Furthermore, a PMU data channel is adopted between the wind power plant synchronous vector measuring device and the scheduling end primary frequency modulation master station, real-time data are transmitted by adopting an IEC103 protocol, and the data precision is 10-100 ms;

a telecontrol data channel is adopted between the primary frequency modulation master station at the dispatching end and the primary frequency modulation response substation at the same wind power plant end as well as the AGC system of the wind power plant, and data communication is carried out based on a 102 protocol;

the wind power plant EMS system and the wind power plant end primary frequency modulation response substation and the wind power plant AGC system are in data communication, the synchronous vector measurement unit and the wind power plant end primary frequency modulation response substation are in data communication through a local area network interface hard wiring, and the data communication is carried out based on an IEC104 protocol.

Further, the fact that the test condition of the test operation task is matched with the current wind power plant operation condition means that the wind power plant ultra-short term wind power predicted value within 90s meets the wind power plant operation condition requirement required by the test condition.

In yet another aspect, a readable storage medium includes computer program instructions, and the computer program instructions, when executed by a processing terminal, cause the processing terminal to execute the online active evaluation method for wind power primary frequency modulation capability in inland mountainous regions.

Advantageous effects

The technical scheme of the invention provides an online active evaluation method, a system and a medium for the primary frequency modulation capability of wind power in inland mountainous regions, wherein the system comprises a scheduling end primary frequency modulation evaluation master station, a wind power field end primary frequency modulation response substation, a wind power field EMS system, a wind power field AGC system, a data communication network shutdown machine and a wind power field synchronization vector measuring device; the scheduling end primary frequency modulation evaluation master station finishes online test items in a primary frequency modulation active test operation task set one by one on the basis of wind power plant operation conditions and wind power ultra-short term prediction data, and simultaneously finishes primary frequency modulation capability evaluation and visual display of the wind power plant on line in real time; the wind power plant end primary frequency modulation response sub-station automatically generates a primary frequency modulation active test task set, and real-time online calculates the output active power adjustment quantity of the wind power plant in the test process, so that the wind power plant participates in primary frequency modulation of the power grid. The invention designs a system communication method and an online active evaluation method flow, can automatically complete all test items in a wind power plant primary frequency modulation capability test task set on line, and automatically quantizes and evaluates test operation results, and has important significance for accurately mastering the primary frequency modulation capability of the wind power plant and ensuring the stability and safety of the power grid frequency.

The online active evaluation method provided by the invention has the following advantages:

(1) in the active evaluation process, functions of all system modules are clearly divided, and all instruction calculation, execution logic and remote control and remote measurement data information transmission in the wind power plant EMS are avoided, so that the system architecture design and the active test flow are simplified;

(2) the method has the advantages that the test job task set and the test information thereof are automatically generated at the wind power plant end primary frequency modulation response substation, the data analysis and preprocessing time after the test information data is transmitted to the wind power plant substation by the scheduling end master station is saved, and the time and the efficiency required by the online active test of the wind power primary frequency modulation capability are reduced.

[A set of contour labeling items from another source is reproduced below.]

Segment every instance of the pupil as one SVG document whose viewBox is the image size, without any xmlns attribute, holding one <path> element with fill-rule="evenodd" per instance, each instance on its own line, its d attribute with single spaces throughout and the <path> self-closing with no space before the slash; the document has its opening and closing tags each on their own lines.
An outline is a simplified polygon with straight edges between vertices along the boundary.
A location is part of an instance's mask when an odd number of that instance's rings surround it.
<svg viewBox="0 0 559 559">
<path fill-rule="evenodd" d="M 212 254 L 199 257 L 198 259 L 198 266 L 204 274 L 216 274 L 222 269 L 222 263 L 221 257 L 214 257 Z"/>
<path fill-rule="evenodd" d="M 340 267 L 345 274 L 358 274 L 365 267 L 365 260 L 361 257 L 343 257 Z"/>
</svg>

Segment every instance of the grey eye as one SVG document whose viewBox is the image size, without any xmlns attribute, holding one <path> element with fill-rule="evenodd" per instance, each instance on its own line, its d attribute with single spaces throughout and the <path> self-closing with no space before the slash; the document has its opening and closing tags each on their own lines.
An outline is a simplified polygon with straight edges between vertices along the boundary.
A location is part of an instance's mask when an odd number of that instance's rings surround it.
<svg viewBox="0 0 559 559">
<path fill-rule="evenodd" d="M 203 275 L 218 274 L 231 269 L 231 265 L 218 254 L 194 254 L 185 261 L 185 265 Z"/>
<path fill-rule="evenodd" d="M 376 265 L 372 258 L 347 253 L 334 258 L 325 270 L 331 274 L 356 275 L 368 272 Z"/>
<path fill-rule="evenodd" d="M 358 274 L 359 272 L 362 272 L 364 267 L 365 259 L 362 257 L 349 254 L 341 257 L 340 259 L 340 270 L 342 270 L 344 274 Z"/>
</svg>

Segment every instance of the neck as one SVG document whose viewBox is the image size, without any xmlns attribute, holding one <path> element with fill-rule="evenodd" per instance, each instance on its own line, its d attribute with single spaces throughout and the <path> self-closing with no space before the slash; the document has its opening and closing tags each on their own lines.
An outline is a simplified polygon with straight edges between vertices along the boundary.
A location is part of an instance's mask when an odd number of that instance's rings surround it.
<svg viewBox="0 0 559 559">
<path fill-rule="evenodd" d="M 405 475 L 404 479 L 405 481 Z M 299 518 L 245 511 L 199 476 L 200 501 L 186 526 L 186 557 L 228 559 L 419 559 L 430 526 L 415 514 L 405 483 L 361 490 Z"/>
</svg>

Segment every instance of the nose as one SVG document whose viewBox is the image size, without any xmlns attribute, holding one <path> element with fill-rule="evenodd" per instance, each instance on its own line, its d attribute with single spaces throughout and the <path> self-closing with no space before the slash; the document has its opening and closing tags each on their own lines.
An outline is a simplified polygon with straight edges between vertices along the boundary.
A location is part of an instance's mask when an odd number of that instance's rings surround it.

(3) In order to meet the requirements of rapidity and reliability, data information required by active evaluation is subjected to staged miss processing. The control information such as remote control and remote measurement in the active test process is transmitted in real time, and the synchronous vector measurement data required by the active evaluation of the primary frequency modulation performance is acquired through a calling mode after the test is finished.

The system provided by the invention realizes the staged transmission of control instruction data and real-time running data (PMU), reduces the bandwidth of a communication channel and improves the rapidity of the whole system; the existing equipment and functions of the wind power plant are fully utilized, and the investment of the system is reduced. The execution task content of each system module is clear, and the alternation and the overlapping of the functions among the system modules are avoided.

Drawings

Fig. 1 is a schematic structural diagram of a system according to an embodiment of the present invention.

Detailed Description

The invention will be further described with reference to the accompanying drawings and examples.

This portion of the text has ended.